Marten grinned. “Me too, but in our kind of field work you never know.” His grin faded. “Even life in the office is getting too exciting.” He looked around meaningfully at the papers and things that the intruder had tried to take.
“It looks like they weren’t expecting whatever they were looking for to be hidden,” said Carson, as he looked around the room. The office had clearly been hastily searched, but not ransacked. Nothing was tipped over, drawers were open but not pulled out, books were still on bookshelves.

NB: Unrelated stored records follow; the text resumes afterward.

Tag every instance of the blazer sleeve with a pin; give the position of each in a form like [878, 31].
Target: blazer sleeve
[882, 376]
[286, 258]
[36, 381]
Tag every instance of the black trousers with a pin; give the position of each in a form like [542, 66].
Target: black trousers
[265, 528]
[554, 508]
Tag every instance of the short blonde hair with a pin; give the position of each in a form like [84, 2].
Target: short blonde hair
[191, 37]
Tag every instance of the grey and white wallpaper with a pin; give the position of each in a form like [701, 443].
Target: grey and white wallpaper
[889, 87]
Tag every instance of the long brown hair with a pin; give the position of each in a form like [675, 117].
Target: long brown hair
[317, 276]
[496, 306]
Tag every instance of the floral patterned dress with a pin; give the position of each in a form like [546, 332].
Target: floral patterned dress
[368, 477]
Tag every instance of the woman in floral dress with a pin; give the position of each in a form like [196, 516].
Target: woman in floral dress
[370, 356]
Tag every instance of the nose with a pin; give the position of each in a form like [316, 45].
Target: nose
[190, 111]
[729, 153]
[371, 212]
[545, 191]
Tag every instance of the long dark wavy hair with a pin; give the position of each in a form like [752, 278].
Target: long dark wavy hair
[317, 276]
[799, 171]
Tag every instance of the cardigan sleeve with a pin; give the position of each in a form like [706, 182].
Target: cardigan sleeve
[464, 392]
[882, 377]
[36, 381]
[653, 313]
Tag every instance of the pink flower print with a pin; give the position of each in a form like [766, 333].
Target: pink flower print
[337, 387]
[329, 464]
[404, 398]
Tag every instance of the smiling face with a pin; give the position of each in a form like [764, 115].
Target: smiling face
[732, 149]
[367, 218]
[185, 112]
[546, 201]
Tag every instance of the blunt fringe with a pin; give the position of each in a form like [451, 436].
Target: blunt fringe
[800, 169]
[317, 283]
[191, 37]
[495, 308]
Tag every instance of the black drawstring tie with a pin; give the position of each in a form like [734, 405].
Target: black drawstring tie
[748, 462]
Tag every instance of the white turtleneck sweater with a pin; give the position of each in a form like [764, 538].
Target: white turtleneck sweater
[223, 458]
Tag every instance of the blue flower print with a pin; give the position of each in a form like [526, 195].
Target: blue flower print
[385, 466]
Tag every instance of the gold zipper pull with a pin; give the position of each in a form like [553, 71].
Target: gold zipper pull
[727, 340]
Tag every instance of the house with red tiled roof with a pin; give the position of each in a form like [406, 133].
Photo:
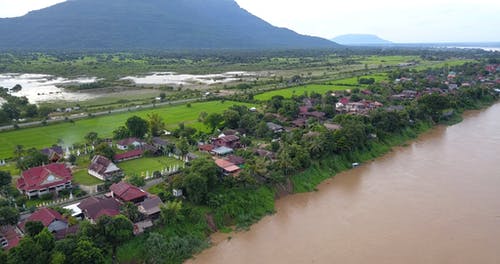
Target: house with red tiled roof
[95, 207]
[130, 155]
[126, 192]
[227, 167]
[50, 218]
[44, 179]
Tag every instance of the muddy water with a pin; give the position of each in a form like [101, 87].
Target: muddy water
[435, 201]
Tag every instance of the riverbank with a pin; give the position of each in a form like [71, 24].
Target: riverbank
[418, 204]
[328, 168]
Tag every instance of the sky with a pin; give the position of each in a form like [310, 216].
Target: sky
[397, 21]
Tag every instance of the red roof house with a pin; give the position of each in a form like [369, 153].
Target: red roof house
[50, 218]
[227, 166]
[44, 179]
[95, 207]
[127, 192]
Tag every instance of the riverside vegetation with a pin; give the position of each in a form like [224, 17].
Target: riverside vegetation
[298, 158]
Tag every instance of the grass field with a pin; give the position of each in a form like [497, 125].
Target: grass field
[354, 80]
[82, 177]
[141, 166]
[70, 133]
[299, 90]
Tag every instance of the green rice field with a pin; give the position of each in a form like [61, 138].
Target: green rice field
[70, 133]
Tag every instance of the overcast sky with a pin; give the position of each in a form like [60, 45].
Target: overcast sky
[398, 21]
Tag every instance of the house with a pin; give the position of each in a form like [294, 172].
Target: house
[44, 179]
[95, 207]
[230, 141]
[54, 153]
[274, 127]
[50, 218]
[129, 142]
[103, 169]
[159, 143]
[222, 151]
[130, 155]
[9, 237]
[151, 207]
[332, 127]
[236, 160]
[205, 147]
[227, 167]
[126, 192]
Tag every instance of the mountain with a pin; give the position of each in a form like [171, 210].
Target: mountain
[148, 24]
[360, 40]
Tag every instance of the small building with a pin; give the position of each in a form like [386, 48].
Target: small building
[227, 167]
[275, 128]
[103, 169]
[50, 218]
[236, 160]
[151, 207]
[95, 207]
[54, 153]
[44, 179]
[332, 127]
[230, 141]
[130, 155]
[222, 151]
[126, 192]
[129, 142]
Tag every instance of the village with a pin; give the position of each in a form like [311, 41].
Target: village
[245, 146]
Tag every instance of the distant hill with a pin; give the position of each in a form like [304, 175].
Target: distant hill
[148, 24]
[360, 40]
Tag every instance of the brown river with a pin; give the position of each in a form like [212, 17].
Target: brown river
[436, 200]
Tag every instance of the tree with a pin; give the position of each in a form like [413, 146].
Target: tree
[115, 231]
[87, 253]
[183, 146]
[156, 124]
[213, 121]
[46, 241]
[171, 212]
[196, 187]
[157, 246]
[33, 228]
[131, 212]
[8, 215]
[27, 252]
[5, 179]
[91, 137]
[105, 150]
[137, 126]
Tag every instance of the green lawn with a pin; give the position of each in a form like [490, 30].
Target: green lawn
[299, 90]
[141, 166]
[354, 80]
[70, 133]
[82, 177]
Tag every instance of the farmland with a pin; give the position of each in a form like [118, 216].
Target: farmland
[69, 133]
[299, 90]
[141, 167]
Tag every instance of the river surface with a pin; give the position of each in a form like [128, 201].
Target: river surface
[435, 201]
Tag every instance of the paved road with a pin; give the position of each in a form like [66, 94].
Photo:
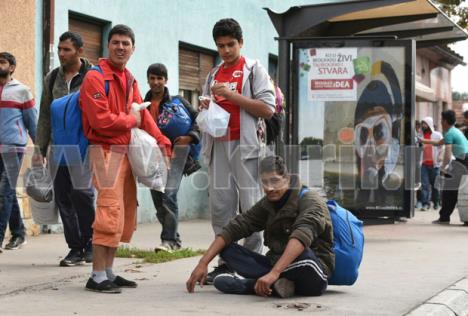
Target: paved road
[404, 265]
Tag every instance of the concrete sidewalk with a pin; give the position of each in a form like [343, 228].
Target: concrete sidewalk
[404, 265]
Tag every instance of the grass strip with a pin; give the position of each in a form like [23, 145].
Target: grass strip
[150, 256]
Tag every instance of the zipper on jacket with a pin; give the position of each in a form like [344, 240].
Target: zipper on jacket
[20, 130]
[350, 229]
[65, 112]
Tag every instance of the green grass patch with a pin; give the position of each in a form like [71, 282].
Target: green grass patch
[151, 256]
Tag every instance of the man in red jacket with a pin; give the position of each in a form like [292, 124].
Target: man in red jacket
[107, 121]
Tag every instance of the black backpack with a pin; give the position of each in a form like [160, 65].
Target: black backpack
[275, 123]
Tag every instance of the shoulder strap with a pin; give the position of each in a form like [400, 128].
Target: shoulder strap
[251, 80]
[53, 77]
[106, 82]
[181, 100]
[303, 191]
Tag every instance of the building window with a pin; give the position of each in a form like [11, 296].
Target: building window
[194, 65]
[91, 31]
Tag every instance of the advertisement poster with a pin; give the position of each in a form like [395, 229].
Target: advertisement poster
[331, 74]
[355, 114]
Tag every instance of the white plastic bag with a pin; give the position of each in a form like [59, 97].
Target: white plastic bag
[145, 157]
[213, 121]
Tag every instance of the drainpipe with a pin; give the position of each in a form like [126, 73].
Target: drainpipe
[48, 8]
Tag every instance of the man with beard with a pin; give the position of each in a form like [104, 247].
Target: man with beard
[76, 205]
[18, 118]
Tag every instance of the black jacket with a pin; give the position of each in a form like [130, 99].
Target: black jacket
[194, 130]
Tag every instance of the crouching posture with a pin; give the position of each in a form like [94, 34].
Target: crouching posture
[297, 230]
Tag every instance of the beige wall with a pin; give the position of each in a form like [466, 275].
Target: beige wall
[18, 37]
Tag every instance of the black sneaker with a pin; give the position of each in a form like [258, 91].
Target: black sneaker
[284, 288]
[74, 257]
[121, 282]
[103, 287]
[222, 269]
[16, 243]
[231, 284]
[439, 222]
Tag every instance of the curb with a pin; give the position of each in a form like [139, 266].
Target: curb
[453, 301]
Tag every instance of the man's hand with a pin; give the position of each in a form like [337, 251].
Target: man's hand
[263, 285]
[221, 90]
[204, 102]
[198, 275]
[137, 115]
[183, 140]
[37, 160]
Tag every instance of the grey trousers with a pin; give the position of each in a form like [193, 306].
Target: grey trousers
[233, 181]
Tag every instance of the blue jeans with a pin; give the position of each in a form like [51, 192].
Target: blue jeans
[76, 207]
[10, 165]
[428, 180]
[167, 210]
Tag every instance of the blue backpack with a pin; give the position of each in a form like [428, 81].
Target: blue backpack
[174, 120]
[348, 243]
[70, 144]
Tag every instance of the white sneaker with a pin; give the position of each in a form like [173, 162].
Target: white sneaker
[168, 246]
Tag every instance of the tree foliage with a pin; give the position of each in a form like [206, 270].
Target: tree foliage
[457, 10]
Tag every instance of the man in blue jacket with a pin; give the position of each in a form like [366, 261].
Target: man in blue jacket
[18, 118]
[183, 132]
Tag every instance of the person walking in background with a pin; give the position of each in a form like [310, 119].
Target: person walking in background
[76, 205]
[430, 165]
[175, 117]
[18, 118]
[456, 144]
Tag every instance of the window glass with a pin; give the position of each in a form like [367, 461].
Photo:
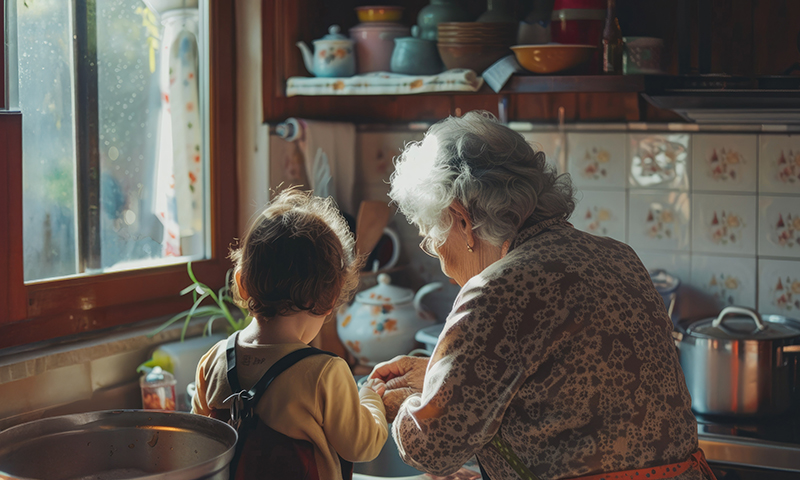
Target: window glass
[135, 92]
[44, 53]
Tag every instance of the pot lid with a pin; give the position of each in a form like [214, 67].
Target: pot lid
[741, 323]
[385, 293]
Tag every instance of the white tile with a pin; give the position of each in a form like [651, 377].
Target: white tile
[375, 151]
[596, 160]
[601, 213]
[676, 264]
[779, 226]
[724, 163]
[779, 164]
[658, 161]
[732, 280]
[724, 224]
[659, 221]
[779, 287]
[552, 144]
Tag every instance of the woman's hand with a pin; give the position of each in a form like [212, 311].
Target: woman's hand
[404, 376]
[402, 372]
[376, 385]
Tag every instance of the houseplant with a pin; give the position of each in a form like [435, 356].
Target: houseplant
[221, 309]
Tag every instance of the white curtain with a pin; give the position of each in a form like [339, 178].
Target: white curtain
[179, 190]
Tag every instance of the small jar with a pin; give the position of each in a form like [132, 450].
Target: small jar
[158, 390]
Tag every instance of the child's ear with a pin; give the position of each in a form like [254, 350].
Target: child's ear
[238, 279]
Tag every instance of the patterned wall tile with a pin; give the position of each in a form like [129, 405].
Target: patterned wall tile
[552, 144]
[601, 213]
[596, 160]
[779, 164]
[659, 221]
[779, 287]
[658, 161]
[724, 163]
[732, 280]
[779, 226]
[676, 264]
[724, 224]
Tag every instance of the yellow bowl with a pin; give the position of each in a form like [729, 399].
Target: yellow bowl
[552, 58]
[380, 13]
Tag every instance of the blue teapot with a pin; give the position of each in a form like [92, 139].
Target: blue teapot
[334, 55]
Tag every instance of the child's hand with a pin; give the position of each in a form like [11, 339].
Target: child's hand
[376, 385]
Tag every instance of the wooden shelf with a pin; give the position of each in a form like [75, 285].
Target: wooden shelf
[574, 84]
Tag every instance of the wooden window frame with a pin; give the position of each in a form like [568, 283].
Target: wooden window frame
[46, 310]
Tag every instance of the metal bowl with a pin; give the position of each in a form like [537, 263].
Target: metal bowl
[119, 444]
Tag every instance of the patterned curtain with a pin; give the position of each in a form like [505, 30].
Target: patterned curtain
[179, 202]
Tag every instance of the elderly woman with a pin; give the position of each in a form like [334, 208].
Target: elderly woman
[557, 360]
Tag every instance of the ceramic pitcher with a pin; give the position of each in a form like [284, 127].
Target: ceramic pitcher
[382, 321]
[333, 56]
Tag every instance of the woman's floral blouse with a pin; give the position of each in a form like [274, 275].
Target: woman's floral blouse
[564, 348]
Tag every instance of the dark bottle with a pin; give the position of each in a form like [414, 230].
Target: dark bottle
[612, 41]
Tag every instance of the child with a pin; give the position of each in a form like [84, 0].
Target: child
[294, 267]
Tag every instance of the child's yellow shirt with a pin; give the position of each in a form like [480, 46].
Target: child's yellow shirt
[315, 400]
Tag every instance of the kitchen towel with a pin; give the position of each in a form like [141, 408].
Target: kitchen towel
[329, 150]
[382, 83]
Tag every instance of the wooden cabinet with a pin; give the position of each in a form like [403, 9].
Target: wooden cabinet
[738, 37]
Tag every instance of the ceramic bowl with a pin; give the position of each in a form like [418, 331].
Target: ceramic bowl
[471, 56]
[552, 58]
[379, 13]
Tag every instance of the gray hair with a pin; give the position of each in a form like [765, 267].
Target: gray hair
[489, 168]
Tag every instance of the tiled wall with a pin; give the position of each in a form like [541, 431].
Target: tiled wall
[719, 210]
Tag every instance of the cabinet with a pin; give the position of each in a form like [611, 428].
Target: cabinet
[743, 37]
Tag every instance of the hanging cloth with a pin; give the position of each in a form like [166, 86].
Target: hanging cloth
[179, 190]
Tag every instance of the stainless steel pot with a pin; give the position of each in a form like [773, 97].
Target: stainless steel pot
[130, 444]
[741, 364]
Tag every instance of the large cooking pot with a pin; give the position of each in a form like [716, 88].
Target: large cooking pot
[131, 444]
[741, 363]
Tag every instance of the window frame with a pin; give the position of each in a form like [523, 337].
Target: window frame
[45, 310]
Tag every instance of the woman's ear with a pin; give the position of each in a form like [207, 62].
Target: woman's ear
[238, 279]
[463, 221]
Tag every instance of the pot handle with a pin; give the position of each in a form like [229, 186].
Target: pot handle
[741, 311]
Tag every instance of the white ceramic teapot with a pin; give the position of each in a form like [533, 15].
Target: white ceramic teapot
[382, 321]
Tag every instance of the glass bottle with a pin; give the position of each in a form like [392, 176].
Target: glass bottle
[612, 41]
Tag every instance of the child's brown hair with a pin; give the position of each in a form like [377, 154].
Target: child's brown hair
[297, 255]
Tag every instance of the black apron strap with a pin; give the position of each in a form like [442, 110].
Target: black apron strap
[230, 354]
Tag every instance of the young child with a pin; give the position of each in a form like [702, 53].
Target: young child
[296, 265]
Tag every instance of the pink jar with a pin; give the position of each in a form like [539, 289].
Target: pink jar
[375, 43]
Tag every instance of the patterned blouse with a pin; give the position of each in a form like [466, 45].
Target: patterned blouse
[564, 348]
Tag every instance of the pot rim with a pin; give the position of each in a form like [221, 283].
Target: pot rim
[783, 328]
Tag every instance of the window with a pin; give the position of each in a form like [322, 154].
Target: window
[113, 170]
[121, 168]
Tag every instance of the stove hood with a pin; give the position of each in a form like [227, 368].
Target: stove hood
[730, 100]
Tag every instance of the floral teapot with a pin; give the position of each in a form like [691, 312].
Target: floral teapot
[334, 55]
[382, 321]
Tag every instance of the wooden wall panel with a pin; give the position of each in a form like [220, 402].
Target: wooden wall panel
[618, 107]
[776, 35]
[466, 103]
[542, 107]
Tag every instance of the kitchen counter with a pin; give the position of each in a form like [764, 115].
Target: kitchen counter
[772, 443]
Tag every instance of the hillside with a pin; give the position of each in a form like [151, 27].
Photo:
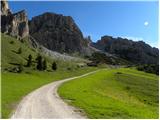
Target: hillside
[123, 93]
[16, 85]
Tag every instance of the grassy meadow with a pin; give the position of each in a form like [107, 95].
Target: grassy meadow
[114, 93]
[16, 85]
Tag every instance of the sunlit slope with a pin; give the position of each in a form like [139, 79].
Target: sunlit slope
[118, 93]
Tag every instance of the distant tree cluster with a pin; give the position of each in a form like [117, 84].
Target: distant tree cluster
[149, 68]
[98, 57]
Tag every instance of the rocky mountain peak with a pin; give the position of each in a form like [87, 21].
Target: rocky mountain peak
[5, 8]
[14, 24]
[58, 33]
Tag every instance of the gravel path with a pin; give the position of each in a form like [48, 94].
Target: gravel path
[46, 103]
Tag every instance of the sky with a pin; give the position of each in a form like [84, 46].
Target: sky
[132, 20]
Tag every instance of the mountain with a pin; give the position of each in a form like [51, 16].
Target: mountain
[58, 33]
[14, 24]
[136, 52]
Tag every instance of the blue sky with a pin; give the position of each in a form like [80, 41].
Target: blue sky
[134, 20]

“It was not,” replied Marten.
“You know what they were looking for? What?”
“Same as you, the talisman.”
Carson’s face fell. “How do you kno—”
“But they didn’t get it.”
“What?” Carson locked his eyes on Marten's.
“I saw it drop from his bag when I tripped him, I grabbed it before he saw it.”
“Good move!”
“Thanks. Then he landed upon me.” Marten was leafing through the small pile of papers and memory wafers that had scattered when the intruder had dropped the bag. “These papers and memory sticks confirm it. They are from my files on that artifact and on the dig. Looks like he got away with some of the images of it, and part of my report, but I still have the X-rays, my computer data, and the rest of it.”